Phil Jackson & Ara Parseghian

I think Phil Jackson now has his priorities in order with the NY Knicks: (a) change the culture; (b) install the Triangle Offense. He had those principles in reverse order up until now. He may have thought the system he had won 11 NBA titles with — the Triangle — was going to work anywhere. Jackson doubters had said, “Hey, let him take that Triangle stuff up to Sacramento and see if it works with the Kings.” All this brings to mind several cases of culture first, all else later.

Ara Parseghian was coach at my alma mater, Northwestern University, for 8 years, 1956-63, inclusive. He took over a program at the very bottom of the Big 10, where losing was almost accepted. In the four seasons before he came to Evanston, the records were: 2-6-1; 3-6; 2-7; 0-8-1. That’s going backwards. I saw us play. We were awful. Teams just simply beat us physically and mentally. Ara understood this perfectly. He knew he had to change the culture at Northwestern before he put in any sophisticated offensive and defensive systems.

So, he had six weeks of illegal indoor practices in McGaw Hall, on the dirt. Then, the six weeks of legal practices outdoors. We had been so bad, I suspect the Big 10 closed an eye to the first six weeks. In fact, after the first ‘legal’ practice, the Chicago Tribune had this headline in the sports section: “NU holds first (?) spring practice.” Well, I saw a couple of those practices, as I had mastered the art of sneaking into buildings where I was not supposed to be. They were the most vicious football practices I have ever seen. There was contact, major contact, every day, for six weeks.

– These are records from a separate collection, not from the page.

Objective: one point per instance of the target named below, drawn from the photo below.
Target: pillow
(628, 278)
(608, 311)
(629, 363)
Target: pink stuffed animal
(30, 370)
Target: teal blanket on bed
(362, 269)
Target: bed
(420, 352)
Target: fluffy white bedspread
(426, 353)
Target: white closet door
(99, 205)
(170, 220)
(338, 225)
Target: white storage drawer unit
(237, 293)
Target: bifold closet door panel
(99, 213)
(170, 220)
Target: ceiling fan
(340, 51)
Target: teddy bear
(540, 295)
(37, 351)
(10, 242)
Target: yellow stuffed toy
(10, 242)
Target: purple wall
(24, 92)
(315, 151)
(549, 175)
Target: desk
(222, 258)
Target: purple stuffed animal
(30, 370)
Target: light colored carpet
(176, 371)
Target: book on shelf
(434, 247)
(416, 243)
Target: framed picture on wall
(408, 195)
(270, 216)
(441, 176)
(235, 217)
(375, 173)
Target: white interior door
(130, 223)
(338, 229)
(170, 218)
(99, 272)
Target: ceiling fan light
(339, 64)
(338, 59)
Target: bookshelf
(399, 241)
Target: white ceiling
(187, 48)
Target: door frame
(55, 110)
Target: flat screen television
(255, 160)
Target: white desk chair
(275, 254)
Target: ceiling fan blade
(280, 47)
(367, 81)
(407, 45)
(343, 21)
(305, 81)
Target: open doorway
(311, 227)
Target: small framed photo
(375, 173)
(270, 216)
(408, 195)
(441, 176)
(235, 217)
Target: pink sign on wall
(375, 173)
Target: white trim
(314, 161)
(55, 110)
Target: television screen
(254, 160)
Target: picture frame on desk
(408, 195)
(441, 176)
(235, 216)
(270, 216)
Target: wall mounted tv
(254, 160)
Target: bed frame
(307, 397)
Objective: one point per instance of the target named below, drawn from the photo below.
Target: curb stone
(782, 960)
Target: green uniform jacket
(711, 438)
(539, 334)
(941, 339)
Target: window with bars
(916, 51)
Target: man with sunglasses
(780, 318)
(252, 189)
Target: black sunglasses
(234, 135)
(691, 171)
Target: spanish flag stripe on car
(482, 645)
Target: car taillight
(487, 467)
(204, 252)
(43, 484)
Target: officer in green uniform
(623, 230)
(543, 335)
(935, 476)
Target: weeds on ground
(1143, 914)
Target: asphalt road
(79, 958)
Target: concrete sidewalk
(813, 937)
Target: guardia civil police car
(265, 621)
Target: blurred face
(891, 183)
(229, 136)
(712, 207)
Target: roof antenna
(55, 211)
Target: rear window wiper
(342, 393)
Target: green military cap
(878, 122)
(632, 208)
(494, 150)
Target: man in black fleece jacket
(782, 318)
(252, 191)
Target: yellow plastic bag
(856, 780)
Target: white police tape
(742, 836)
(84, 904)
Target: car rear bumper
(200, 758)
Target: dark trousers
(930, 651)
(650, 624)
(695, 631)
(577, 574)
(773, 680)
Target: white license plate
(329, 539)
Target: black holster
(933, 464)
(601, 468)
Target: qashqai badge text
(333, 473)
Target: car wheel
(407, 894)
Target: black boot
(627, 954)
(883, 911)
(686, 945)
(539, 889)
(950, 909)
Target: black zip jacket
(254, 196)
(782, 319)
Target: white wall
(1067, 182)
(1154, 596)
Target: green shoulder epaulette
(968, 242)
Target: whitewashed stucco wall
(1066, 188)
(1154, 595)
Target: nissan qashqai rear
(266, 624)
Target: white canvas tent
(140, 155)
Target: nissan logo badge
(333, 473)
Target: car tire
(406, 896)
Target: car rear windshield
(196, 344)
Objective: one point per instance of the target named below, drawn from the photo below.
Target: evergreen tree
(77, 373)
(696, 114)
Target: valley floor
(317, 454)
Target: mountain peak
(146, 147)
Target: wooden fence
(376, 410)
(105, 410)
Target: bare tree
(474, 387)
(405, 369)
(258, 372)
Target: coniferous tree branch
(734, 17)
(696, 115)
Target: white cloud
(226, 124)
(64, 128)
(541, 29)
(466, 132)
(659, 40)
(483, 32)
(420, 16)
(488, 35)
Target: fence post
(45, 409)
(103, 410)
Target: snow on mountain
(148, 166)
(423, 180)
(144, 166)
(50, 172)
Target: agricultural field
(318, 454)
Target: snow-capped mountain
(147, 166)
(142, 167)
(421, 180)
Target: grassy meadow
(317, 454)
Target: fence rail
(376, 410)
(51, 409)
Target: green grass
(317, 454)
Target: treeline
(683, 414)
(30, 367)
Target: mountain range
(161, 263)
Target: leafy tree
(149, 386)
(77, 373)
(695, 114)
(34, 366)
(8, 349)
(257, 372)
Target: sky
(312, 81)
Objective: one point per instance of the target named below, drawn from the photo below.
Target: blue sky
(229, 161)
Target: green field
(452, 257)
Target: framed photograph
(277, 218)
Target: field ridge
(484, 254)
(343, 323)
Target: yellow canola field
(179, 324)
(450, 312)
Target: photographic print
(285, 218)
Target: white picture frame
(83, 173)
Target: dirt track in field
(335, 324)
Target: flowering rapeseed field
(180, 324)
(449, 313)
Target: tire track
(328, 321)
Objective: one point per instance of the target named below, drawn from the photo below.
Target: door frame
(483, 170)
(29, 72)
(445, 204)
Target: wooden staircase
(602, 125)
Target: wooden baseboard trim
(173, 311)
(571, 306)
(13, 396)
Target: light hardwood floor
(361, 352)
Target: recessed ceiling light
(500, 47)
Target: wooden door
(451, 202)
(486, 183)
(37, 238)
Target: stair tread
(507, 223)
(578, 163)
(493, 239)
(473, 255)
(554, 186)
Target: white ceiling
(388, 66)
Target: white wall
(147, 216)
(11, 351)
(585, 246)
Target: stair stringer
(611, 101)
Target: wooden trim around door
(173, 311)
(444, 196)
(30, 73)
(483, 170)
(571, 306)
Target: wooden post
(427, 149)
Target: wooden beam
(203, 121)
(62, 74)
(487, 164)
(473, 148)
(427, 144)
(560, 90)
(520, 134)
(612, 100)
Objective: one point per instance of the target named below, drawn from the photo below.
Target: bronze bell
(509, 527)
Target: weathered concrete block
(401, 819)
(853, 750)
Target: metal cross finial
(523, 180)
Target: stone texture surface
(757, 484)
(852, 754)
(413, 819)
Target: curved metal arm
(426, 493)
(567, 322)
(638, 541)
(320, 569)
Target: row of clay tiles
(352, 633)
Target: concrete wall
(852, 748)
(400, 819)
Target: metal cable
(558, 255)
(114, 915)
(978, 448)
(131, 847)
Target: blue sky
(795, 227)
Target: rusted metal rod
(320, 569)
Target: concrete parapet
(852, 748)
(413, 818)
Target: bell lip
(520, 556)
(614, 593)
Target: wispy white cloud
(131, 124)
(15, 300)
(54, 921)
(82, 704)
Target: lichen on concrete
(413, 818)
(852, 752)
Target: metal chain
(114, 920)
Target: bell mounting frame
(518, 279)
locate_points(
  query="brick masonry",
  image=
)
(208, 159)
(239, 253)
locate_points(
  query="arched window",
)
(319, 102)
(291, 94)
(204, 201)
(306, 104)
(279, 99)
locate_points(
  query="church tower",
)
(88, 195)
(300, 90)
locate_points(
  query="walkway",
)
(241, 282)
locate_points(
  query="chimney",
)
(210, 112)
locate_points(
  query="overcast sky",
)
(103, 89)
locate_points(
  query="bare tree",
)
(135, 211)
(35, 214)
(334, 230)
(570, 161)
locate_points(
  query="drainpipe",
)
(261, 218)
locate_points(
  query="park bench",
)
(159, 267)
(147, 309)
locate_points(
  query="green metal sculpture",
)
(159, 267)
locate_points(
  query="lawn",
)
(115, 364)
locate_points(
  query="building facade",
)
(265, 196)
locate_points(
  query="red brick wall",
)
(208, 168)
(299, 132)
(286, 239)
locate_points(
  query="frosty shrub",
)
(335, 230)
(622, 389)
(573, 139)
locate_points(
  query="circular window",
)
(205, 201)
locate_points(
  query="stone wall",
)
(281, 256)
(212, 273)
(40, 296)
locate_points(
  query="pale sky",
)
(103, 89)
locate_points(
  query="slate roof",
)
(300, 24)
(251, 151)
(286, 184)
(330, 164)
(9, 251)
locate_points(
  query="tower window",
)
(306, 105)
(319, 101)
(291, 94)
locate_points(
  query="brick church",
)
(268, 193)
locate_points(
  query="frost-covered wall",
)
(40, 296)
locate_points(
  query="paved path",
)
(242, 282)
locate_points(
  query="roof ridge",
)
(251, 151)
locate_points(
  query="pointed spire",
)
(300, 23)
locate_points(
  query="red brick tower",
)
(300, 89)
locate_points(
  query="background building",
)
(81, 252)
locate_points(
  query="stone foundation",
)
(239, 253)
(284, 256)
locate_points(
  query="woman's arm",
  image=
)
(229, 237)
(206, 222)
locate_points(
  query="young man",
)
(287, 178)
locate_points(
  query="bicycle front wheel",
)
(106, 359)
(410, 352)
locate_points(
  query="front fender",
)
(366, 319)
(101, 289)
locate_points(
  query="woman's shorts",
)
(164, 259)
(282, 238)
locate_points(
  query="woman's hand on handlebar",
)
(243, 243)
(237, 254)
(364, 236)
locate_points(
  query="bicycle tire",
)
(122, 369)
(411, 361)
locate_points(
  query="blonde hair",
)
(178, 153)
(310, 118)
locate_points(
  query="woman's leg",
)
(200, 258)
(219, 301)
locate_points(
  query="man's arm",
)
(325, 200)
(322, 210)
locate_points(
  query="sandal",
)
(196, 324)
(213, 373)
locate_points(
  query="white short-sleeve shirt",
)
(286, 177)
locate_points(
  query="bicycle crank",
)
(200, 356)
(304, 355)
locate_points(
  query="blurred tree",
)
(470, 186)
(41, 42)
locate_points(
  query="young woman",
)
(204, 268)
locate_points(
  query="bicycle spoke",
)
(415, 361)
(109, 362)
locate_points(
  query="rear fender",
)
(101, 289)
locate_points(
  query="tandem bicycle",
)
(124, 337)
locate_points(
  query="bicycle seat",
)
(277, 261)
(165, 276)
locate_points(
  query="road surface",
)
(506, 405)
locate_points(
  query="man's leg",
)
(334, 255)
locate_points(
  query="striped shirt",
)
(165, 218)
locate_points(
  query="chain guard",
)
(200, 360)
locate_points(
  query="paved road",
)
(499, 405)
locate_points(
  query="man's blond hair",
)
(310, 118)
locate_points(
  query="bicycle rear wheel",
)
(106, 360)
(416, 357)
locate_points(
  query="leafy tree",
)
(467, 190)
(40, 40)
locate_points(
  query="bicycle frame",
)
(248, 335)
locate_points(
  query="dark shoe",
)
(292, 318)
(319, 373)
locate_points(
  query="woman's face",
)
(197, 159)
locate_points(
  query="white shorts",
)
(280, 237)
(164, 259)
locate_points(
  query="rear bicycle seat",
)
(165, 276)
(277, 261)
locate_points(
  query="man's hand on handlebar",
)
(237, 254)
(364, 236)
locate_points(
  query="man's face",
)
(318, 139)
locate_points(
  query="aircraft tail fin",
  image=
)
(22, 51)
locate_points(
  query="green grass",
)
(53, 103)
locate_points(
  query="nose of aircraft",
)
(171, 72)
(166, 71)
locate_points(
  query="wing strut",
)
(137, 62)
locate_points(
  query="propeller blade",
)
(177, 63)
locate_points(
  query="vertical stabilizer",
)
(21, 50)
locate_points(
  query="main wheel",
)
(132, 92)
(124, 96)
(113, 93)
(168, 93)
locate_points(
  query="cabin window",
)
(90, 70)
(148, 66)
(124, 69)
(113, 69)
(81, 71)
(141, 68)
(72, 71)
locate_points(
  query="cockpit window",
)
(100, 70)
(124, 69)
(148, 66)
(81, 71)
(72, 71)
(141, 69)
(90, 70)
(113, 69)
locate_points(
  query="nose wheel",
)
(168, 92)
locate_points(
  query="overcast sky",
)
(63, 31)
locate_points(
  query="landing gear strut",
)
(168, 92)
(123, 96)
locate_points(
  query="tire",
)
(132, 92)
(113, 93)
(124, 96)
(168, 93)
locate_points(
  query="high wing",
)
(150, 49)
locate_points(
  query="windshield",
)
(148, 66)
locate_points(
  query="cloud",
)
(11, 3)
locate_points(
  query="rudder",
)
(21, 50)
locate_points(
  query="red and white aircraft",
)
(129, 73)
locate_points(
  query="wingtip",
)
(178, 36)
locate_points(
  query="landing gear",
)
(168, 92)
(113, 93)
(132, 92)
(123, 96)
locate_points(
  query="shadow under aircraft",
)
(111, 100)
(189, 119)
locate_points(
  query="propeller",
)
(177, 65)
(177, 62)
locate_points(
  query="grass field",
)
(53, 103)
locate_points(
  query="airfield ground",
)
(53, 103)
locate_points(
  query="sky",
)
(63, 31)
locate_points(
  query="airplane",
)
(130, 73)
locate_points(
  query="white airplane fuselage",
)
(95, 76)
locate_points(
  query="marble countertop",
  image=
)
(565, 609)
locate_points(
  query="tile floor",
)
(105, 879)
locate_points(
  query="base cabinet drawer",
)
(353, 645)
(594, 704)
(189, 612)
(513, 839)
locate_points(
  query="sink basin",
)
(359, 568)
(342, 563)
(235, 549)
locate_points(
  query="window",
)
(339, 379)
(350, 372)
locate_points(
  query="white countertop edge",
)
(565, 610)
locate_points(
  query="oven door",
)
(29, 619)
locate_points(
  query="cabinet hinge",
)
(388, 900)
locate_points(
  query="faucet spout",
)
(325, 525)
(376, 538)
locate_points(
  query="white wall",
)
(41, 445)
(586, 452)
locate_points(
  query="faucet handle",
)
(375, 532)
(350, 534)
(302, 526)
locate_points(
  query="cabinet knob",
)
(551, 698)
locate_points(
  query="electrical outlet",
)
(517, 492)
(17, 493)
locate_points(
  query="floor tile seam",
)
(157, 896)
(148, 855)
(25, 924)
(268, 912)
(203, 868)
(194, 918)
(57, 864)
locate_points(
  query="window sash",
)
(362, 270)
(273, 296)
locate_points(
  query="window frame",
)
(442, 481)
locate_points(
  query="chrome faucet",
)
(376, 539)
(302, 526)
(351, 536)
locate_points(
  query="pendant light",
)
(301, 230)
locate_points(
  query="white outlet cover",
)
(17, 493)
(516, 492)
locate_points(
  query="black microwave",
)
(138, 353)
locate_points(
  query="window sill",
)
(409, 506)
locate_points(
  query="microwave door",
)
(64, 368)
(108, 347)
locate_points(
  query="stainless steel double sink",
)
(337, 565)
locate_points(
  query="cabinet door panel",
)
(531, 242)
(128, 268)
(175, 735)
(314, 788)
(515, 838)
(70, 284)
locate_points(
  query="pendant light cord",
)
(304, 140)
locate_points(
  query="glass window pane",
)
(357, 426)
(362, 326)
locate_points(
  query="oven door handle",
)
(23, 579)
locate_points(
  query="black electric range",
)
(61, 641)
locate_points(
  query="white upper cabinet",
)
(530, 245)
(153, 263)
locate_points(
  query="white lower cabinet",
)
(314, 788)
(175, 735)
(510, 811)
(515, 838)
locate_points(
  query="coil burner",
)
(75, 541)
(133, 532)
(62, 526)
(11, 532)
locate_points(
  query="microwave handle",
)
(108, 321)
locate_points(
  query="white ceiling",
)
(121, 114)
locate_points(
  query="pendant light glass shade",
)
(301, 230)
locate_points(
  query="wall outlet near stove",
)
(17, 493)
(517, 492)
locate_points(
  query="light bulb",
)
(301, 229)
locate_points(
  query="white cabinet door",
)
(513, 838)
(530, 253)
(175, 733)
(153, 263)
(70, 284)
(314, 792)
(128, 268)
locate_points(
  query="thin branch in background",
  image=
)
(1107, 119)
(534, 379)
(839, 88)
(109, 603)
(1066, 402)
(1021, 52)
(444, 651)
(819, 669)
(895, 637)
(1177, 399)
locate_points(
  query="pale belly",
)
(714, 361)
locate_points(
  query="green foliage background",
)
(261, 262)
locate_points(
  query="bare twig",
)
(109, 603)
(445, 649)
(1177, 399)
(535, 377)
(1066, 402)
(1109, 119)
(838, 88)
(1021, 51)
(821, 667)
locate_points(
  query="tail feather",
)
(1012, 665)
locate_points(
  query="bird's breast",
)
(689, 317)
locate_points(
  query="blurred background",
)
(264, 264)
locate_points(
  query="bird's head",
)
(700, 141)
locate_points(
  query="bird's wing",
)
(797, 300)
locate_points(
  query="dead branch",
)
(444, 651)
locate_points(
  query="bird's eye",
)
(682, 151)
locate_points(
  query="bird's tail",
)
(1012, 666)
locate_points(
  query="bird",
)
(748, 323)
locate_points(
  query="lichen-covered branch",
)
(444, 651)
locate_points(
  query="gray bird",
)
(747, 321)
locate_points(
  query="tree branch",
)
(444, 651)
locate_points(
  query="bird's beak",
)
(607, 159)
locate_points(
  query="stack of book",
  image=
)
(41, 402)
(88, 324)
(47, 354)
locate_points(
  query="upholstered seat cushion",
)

This helped Ara in two ways. One, it helped his sort out the hitters from the quitters, as some coach once said. If you could not or would not hit hard every day, you fell on the depth chart. Two, the ones that did stay the course (not unlike US Navy SEALs, I would venture to say) were hard-nosed people. What do you know? With little sophistication, we went 4-4-1 in his first year, nearly upsetting Ohio State, then closing out with three big wins. So, at Northwestern, Ara Parseghian changed the culture first and everything else later.